El brutal crimen que conmocionó a Rawson comenzó a esclarecerse en cuestión de horas gracias a un operativo policial de alta precisión.
La rápida intervención de Criminalística y la División de Investigaciones permitió identificar, cercar y detener al principal sospechoso tras el asesinato de Mario Barrientos en inmediaciones de la terminal.
Pericias clave: cómo empezó a resolverse el crimen
Todo comenzó bajo las luces artificiales de la zona de la terminal, donde los especialistas iniciaron un minucioso trabajo de recolección de pruebas. La escena, una pequeña plaza con bancos, presentaba una complejidad que obligó a un análisis detallado.
Con la víctima ya identificada, los peritos se enfocaron en reconstruir los momentos previos al ataque. Los rastros levantados fueron determinantes para establecer la mecánica de la agresión que derivó en una herida mortal.
Cámaras y testigos: la pista que aceleró todo
El segundo eje de la investigación fue la tecnología. Las brigadas realizaron un relevamiento exhaustivo de cámaras de seguridad, tanto públicas como privadas, logrando reconstruir los movimientos del agresor antes y después del hecho.
Este seguimiento, combinado con testimonios de testigos presenciales, permitió identificar al sospechoso en tiempo récord, evitando que pudiera escapar de la ciudad.
Allanamiento urgente y pedido de captura
Con la identidad confirmada, la policía avanzó rápidamente con un allanamiento en el barrio Río Chubut.
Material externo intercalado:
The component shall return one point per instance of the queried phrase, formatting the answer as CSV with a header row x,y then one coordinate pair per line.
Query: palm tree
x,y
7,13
Aunque el sospechoso no se encontraba en su domicilio, el procedimiento permitió secuestrar elementos clave para la causa.
De inmediato, la jueza penal Laura Martini ordenó la captura, activando un operativo de máxima alerta en toda la ciudad, incluyendo controles en accesos y patrullajes intensivos.
Detención en la calle: el cerco final
La captura no fue casual. Formó parte de un esquema de patrullaje por cuadrícula que permitió detectar al sospechoso en movimiento durante la mañana del lunes.
El arresto se concretó en la intersección de las calles Star Martini y Don Bosco, donde un móvil policial logró interceptarlo sin que opusiera resistencia. Así se cerró el cerco tras horas de vigilancia y seguimiento.
Clave científica: pruebas que sostienen la acusación
El subjefe de la Policía del Chubut, Mauricio Zabala, destacó que el rápido esclarecimiento se logró por la combinación de trabajo científico y despliegue territorial.
Ahora, la causa entra en una etapa clave: los peritajes de ADN y el análisis de armas blancas serán fundamentales para consolidar la acusación. Además, Criminalística deberá comprobar la correspondencia entre los elementos hallados en la escena y los secuestrados al detenido.
Estos estudios serán determinantes para sostener los seis meses de prisión preventiva ya dictados.
Un conflicto personal detrás del crimen
La investigación permitió descartar otras hipótesis y confirmar que se trató de un enfrentamiento directo entre conocidos de la zona.
Según fuentes policiales, el hecho se originó en “problemas personales” que escalaron bajo el consumo de alcohol. La zona de la terminal, donde suelen reunirse grupos, quedó ahora bajo mayor vigilancia para prevenir nuevos episodios de violencia.
Además, el trabajo con testigos fue clave: muchos se mostraron reticentes al inicio, pero finalmente aportaron información decisiva tras ser contenidos por los investigadores.
El caso de Rawson expone la importancia de la coordinación entre tecnología, pericias y trabajo en el territorio. En pocas horas, la policía logró desactivar una posible fuga y reunir pruebas contundentes. Ahora, el desafío será sostener esa solidez en la instancia judicial y garantizar que el crimen no quede impune.